当時のアメリカは、急速な産業化が進んでいたとはいえ、貧富の差が激しく、特に西部ではまだインフラが未発達な地域が多く、多くの人々が富を求めて荒野を彷徨っていました。ダニエル・プレインヴューのような石油屋は、まさにこの時代の「アメリカン・ドリーム」という名の、強欲な資本主義の波に乗ろうとした人々の象徴です。
また、PTA監督作品は、これまでも『ブギーナイツ』や『マグノリア』など、監督自身の出身地であるカリフォルニアを舞台にすることが多いですが、本作もまた、初期のカリフォルニア油田地帯が持つ、未開拓の野蛮なエネルギーを背景として描かれています。
🎥 大きく変わった作風と制作方法
これまでのPTA監督作品、例えば『パンチ・ドランク・ラブ』までは、一風変わったユーモアや人間的な温かさ、そしてコメディ色が強く、エンディングに向かって物語が収束していく一般的な手法で制作されていました。
しかし、本作『ゼア・ウィル・ビー・ブラッド』では、監督の作風は一変します。全編を通して一切の笑いの要素が排され、徹底して冷徹でシリアスなトーンが貫かれています。

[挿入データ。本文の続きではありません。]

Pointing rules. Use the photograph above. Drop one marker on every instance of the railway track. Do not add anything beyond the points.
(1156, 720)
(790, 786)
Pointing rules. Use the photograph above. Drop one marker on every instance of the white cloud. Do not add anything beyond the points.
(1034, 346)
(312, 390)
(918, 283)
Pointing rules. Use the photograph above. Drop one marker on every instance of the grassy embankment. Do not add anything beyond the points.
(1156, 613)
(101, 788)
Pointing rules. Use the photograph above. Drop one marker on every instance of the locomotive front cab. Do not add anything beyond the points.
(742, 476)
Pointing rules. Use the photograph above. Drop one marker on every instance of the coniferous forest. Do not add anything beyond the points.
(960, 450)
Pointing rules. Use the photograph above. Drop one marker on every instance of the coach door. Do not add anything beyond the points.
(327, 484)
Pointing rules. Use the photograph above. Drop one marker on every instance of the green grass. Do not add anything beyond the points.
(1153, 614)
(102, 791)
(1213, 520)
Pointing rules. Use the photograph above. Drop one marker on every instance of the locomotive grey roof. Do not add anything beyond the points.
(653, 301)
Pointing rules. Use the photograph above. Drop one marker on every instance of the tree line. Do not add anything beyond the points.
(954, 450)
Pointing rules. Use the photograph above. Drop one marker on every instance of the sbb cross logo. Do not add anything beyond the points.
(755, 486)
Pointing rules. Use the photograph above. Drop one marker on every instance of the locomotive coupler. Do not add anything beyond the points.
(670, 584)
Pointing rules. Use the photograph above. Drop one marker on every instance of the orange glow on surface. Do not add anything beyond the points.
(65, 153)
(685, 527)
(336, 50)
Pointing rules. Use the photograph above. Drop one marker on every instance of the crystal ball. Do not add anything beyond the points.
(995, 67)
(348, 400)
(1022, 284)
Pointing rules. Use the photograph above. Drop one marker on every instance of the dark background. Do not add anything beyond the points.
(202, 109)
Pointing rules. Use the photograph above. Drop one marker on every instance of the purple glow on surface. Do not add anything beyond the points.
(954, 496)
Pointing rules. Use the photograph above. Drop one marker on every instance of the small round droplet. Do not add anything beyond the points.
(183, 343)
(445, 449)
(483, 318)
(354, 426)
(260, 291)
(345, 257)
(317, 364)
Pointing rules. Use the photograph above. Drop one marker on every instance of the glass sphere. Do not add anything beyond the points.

制作方法においても大きな変化がありました。『パンチ・ドランク・ラブ』までのような緻密な脚本に基づく一般的な撮影方法ではなく、本作では監督が撮りたいと考えていた、いくつかの強烈なシーンやイメージを先に撮影し、それらを繋ぎ合わせるようにして、他のシーンが撮影されるという異例の方法がとられています。この制作スタイルが、物語の難解さや、独特のリズムを生み出す要因となっています。また、ダニエル・デイ=ルイスとポール・ダノのアドリブが多用されており、それが俳優たちの狂気をより生々しく際立たせています。

どのシーンがはじめに撮られたもので、どのシーンがアドリブか。そんなことを考えながら観るのもこの作品の楽しみ方のひとつですね。
⚔️ 資本主義に憑りつかれた男VS.偽善的なカリスマ牧師
本作の核心的な面白さは、ダニエル・プレインヴューと牧師イーライ・サンデーという、アメリカ社会の二つの権力を象徴する両雄の激しい対立にあります。

- ダニエル・プレインヴュー(資本主義の狂気): 富と支配欲に取り憑かれ、手段を選ばない冷酷な資本家です。彼にとって、他人との繋がりや感情はすべて「ビジネス」のための道具に過ぎません。ダニエル・デイ=ルイスの鬼気迫る演技は、その孤独で底なしの欲望を体現しています。
- イーライ・サンデー(偽善的なカリスマ): 町の精神的な支柱である牧師でありながら、彼もまたダニエルと同じく、金と権力への渇望に駆られています。宗教の力を使って人々をコントロールし、富を得ようとするイーライの姿は、信仰の裏側に潜む偽善と狂気を感じさせます。
この二人の男が、お互いの仮面を剥がそうと試み、屈辱を与え合うシーンの数々は、観る者に強烈な印象を残します。
💡 モデルとなった人物や話はあるのか
本作は、アプトン・シンクレアの小説『石油!(Oil!)』を原作としていますが、映画の内容は小説のごく一部の要素を抽出し、PTA監督が独自に大幅に脚色したものです。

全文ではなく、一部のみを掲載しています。